Dhemas Reviyanto / INASGOC via AP

Wed, Oct 10, 2018 (2 a.m.)

As sports betting is increasingly embraced across the country, could wagering on esports eventually follow it into the mainstream?

The rapidly evolving nature of the esports industry, with new game titles and developers popping up all the time, might make regulating esports betting a challenge, according to a panel of industry experts during an education session Monday during the Global Gaming Expo at the Sands Expo Center.

With expected 2018 revenues above $900 million — a 38 percent increase from 2017's $655 million — it would be foolish for the gaming industry to turn a blind eye to taking bets on matches, according the panel.
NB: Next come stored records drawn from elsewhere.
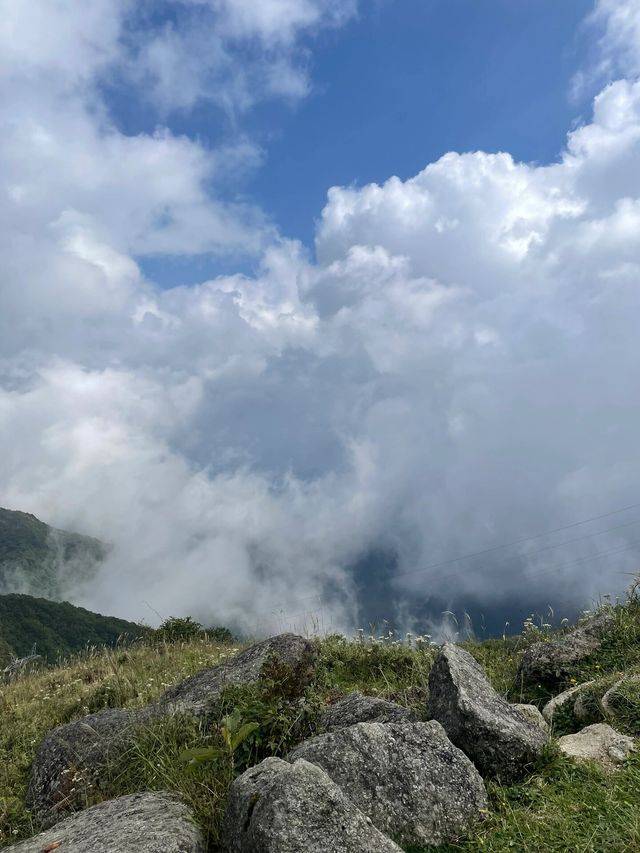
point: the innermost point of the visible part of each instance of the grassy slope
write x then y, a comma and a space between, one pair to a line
57, 628
561, 807
31, 553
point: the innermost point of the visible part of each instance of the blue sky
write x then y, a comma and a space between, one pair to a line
450, 370
393, 90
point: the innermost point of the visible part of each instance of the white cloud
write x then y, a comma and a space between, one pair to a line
458, 368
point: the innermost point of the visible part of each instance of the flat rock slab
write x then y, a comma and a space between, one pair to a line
195, 695
73, 757
500, 741
599, 743
408, 778
357, 708
139, 823
278, 807
533, 715
560, 701
550, 663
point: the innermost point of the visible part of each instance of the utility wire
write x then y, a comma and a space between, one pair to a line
494, 548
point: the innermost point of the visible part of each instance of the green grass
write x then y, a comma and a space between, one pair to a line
563, 806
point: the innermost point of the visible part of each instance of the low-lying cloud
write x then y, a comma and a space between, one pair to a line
457, 369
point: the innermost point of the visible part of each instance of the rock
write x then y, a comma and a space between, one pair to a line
598, 742
587, 708
407, 777
560, 701
357, 708
195, 695
498, 739
612, 696
71, 758
278, 807
139, 823
552, 662
533, 715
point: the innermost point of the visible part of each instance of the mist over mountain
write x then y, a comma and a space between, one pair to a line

“It would be an enormous missed opportunity if betting on esports is not allowed,” said Bahar Alaeddini, partner at Harris Hagan, who specializes in online and land-based gambling law. “The question that needs to be asked is not whether you like it or not, but how you can become part of it.”

Doing so is easier said than done.

Regulating esports matches and ensuring the integrity of games will be key. Partnerships between game developers and gaming governing bodies will be crucial, but those publishers might not be so eager to participate, as they have nothing to lose in the sports betting equation.

“The betting operators have a very strong vested interest because they’re the ones who lose out financially,” Alaeddini said.

Another factor in the discussion is how to classify esports. The panelists agreed it would be up to individual states if esports are classified as sport or event wagering.

Regulation and obtaining partnerships between game developers would go a long way in classifying esports as a sport.

Like traditional sports, the possibility of game throwing is there, but with esports there’s a tech aspect absent from the court or field: hacking. Cyberattacks could be launched to slow certain players down by those who have bets on a match.

But as is the case in traditional sports, the bookmaker is the one who usually notices irregularities, which bodes well for sports leagues worried about cheating. So, despite major league sports entities looking to receive integrity fees from bookmakers, it should be the other way around, according to John English, partner and managing director of sports betting and technology for Las Vegas-based Global Market Advisors.

“From an integrity standpoint, most often it’s the bookmaker who noticed there are any faults or problems,” English said. “It we were to rely on the leagues, we would of never found out that LeBron James was plagued in the last basketball championship with a broken hand.

“There are things that need to be figured out. Quite honestly the leagues should be paying the bookmakers integrity fees.”

The esports landscape is similar to that of mixed martial arts in its early years, when the sport lacked regulation, and many sports books wouldn’t accept bets on the fights, English said.

Until the UFC helped refine the sport and it became regulated, sports betting on MMA wasn't allowed, English said.

“It reminds me of those days,” English said. “We didn’t have regulations. It was whether we would take that risk and whether the integrity was there. Where they (UFC) started and where they’ve come is similar to (where esports is now). It won’t take long for all that to happen (for esports).”